— Чистый, значит неодёванный ни разу — ты понял? Размер? 46–48; рост 4й… И ботинки 39–40… Да знаю я, что у тебя таких маленьких нет, но ты поспрашивай… И ко мне в штабной автобус. Оглядел Марию:

— Помыться бы тебе не мешало… Ну это мы сейчас. Горячей воды нет, так что помоешь лицо, шею, руки… Остальное — потом…

— Конечно товарищ командир: неделю не мыла… остальное… — ещё несколько дней потерплю… — смиренно произнесла Романова.

— Ну… — тут тебе не там, поэтому вечером уже помоешься, а не через несколько дней — брюзгливо уточнил я…

— Какой вы заботливый товарищ командир! — восхитилась, отфыркиваясь и взвизгивая, Мария, когда я поливал ей из чайника в подставленные ладошки (а где ещё держать питьевую воду в штабном салоне автобуса) достаточно тёплую воду — всё же в автобусе стояла.

— Вот так бы и мыла всю жизнь, может быть и не только то, что мою — если вместе с вами… — подколола она меня — только не холодной водой… — закончила жалобно поглядывая на меня…

— Ты не очень то мечтай и вредничай — наслаждайся: когда ещё тебе сам командир польет… Мария распрямилась, вскинула горделиво голову, тряхнула, по привычке, сосульками волос. Я рассмеялся… Она нахмурилась, а потом до неё дошло — рассмеялась звонко: так, что проходившие мимо бойцы поневоле повернули головы.

Комбат принёс чистое обмундирование и с сожалением произнёс, глядя на чистую девушку, в грязной форме и со спутанными волосами:

— Вот только ботинок 40го размера не нашлось — только 41й.

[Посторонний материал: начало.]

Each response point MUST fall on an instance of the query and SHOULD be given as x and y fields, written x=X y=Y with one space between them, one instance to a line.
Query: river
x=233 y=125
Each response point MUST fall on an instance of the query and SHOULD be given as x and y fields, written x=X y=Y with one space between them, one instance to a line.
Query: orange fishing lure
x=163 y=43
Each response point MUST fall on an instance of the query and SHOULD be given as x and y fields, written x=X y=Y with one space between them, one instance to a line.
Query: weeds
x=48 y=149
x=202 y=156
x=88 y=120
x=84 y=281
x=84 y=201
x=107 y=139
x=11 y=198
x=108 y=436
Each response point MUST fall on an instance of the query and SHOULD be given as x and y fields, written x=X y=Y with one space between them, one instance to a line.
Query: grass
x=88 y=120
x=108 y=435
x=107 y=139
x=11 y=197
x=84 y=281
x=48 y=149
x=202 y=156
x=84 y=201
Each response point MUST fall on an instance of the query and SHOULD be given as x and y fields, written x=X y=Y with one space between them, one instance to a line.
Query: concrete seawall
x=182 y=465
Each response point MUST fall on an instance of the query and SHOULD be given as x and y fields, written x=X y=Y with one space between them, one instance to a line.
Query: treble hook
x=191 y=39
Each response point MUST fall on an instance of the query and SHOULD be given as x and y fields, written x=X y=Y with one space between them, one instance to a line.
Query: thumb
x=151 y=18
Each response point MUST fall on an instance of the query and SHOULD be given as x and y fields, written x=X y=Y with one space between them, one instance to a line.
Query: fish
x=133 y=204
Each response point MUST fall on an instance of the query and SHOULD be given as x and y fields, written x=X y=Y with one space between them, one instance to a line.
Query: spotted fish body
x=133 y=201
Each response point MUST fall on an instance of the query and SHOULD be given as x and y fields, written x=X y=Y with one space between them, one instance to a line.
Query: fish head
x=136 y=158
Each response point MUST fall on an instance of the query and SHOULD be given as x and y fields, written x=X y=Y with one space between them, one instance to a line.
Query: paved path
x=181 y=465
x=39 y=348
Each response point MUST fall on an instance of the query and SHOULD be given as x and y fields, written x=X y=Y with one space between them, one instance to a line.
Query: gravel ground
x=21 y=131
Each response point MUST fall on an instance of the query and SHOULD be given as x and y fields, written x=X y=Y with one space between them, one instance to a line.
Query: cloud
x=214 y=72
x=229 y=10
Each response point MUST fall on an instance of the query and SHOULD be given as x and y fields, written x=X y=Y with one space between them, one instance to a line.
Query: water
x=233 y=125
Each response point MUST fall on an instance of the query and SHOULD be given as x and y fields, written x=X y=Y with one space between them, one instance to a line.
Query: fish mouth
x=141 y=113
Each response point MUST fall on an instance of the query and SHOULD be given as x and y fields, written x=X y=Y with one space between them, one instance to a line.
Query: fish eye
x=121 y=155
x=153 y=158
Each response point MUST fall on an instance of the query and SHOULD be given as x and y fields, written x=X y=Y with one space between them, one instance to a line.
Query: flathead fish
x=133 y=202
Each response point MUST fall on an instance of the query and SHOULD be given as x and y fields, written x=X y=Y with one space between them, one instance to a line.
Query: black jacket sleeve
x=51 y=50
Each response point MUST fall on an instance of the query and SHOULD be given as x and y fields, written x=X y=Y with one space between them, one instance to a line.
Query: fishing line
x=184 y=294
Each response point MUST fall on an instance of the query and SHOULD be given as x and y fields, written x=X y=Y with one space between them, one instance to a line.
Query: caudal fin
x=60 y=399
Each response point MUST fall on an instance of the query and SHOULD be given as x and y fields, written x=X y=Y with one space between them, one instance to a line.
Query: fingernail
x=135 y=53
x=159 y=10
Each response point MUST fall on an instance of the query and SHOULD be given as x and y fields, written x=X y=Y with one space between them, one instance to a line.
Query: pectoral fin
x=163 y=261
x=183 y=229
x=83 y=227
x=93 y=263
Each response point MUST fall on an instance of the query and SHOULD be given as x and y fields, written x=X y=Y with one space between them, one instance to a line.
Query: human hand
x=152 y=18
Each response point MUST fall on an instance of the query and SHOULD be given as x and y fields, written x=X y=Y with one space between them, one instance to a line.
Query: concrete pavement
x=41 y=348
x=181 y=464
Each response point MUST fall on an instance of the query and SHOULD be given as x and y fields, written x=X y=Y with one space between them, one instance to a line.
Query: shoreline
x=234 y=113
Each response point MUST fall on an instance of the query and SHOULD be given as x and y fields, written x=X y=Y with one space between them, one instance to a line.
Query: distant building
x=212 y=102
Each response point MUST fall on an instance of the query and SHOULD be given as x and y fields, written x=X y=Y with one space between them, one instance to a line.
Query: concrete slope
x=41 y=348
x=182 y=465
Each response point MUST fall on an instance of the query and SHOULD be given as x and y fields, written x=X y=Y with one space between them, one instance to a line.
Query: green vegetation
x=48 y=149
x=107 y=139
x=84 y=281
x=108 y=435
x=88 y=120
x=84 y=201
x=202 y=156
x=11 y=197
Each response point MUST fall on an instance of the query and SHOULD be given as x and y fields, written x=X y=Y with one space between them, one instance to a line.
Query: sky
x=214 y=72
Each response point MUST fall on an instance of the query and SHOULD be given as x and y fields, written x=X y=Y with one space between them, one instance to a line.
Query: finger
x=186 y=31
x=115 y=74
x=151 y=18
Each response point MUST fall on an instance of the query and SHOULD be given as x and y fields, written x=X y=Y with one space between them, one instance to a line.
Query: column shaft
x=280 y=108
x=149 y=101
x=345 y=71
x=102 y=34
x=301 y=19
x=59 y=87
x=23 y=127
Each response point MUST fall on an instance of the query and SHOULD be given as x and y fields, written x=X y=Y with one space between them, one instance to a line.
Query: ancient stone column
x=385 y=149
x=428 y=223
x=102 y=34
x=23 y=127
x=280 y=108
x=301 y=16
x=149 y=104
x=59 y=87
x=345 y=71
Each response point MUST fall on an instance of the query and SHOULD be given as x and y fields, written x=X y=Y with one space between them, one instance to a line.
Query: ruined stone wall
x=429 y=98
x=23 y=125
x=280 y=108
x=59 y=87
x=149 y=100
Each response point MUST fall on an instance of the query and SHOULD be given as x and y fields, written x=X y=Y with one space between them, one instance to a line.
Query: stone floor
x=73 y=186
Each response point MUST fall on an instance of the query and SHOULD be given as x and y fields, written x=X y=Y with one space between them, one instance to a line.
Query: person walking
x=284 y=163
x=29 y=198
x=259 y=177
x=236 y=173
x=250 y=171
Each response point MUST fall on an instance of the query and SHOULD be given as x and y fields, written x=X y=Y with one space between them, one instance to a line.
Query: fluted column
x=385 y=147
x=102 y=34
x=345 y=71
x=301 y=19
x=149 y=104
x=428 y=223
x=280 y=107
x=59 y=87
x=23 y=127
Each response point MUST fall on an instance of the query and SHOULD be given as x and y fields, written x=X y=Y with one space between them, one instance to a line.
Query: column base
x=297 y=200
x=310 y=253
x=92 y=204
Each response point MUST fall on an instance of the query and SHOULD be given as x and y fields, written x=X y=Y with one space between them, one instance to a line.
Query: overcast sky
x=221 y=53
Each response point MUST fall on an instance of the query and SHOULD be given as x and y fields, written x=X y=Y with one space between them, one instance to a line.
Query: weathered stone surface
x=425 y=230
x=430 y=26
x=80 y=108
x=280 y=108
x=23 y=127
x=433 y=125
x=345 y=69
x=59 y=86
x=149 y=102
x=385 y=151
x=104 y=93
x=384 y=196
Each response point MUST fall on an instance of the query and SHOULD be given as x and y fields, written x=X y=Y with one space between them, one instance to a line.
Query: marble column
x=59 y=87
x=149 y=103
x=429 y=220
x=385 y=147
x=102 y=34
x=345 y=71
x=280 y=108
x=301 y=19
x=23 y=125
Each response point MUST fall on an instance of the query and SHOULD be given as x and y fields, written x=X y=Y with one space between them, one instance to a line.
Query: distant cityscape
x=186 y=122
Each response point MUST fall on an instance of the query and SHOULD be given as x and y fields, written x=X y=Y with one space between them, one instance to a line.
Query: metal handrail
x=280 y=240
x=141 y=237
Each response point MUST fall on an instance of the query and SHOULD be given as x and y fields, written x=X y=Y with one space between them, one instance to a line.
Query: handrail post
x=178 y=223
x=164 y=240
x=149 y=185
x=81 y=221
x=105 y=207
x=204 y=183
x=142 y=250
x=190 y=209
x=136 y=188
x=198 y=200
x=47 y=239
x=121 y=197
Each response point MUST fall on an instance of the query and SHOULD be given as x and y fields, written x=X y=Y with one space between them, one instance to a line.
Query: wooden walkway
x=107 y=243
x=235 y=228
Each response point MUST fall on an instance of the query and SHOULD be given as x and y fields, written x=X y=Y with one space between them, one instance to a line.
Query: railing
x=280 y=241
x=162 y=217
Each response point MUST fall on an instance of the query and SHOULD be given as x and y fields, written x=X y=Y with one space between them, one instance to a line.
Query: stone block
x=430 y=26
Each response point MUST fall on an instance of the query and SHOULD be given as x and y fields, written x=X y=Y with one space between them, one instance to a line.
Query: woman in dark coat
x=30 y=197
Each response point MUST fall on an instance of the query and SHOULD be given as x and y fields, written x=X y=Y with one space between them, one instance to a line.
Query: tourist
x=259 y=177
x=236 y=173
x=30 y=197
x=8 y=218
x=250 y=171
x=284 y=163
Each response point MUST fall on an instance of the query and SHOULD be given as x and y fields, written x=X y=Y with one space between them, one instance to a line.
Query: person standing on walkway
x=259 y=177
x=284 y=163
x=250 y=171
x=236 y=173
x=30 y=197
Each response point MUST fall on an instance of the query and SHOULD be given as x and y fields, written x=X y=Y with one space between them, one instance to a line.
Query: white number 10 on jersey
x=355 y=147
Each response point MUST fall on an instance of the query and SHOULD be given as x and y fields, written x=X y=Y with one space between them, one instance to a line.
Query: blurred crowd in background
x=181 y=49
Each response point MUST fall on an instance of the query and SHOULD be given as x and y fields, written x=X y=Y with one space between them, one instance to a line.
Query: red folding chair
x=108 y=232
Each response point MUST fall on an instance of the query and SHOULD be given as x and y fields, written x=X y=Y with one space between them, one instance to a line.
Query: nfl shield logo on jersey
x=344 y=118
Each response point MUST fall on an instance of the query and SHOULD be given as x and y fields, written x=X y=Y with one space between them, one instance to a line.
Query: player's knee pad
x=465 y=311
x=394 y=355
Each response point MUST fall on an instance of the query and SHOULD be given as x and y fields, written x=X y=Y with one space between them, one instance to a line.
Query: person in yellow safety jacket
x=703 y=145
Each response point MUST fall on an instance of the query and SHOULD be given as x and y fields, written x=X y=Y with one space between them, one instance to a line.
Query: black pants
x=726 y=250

— Ничего… С двумя портянками походит пока… А там и обмундирование подвезут… Пойдёмте в госпиталь стажёр…

От моста уезжать не спешил… Если я всё правильно рассчитал, то немцы первым делом разбомбят мост. А со станции Ямполь, где расквартированы 17ая и 18ая танковые дивизии, сюда уже, я уверен, отправили танковый батальон и батальон мотопехоты. Но пока они дойдут… А переправиться мои уже не смогут, так что приходи и бери — тёпленькими… Так что пока ждём самолётов, я, пожалуй «слетаю» на разведку, да выберу подходящее место для засады: пехота нам без надобности, а вот танками, броневиками и грузовиками разбрасываться не стоит — в хозяйстве всё пригодится! «Взлетел» повыше, огляделся — с того направления, откуда могут прилететь бомбардировщики ничего пока не видно, так что можно «покрутиться» вдоль дороги, ведущей к мосту. Покрутился, нашёл удобное место, зафиксировал в памяти. Немцам до нас 120–125 километров — за сегодня не успеют, даже если будут ехать ночью, а вот утром мы уже будем готовы их встретить. Батальона и моей роты вполне хватит…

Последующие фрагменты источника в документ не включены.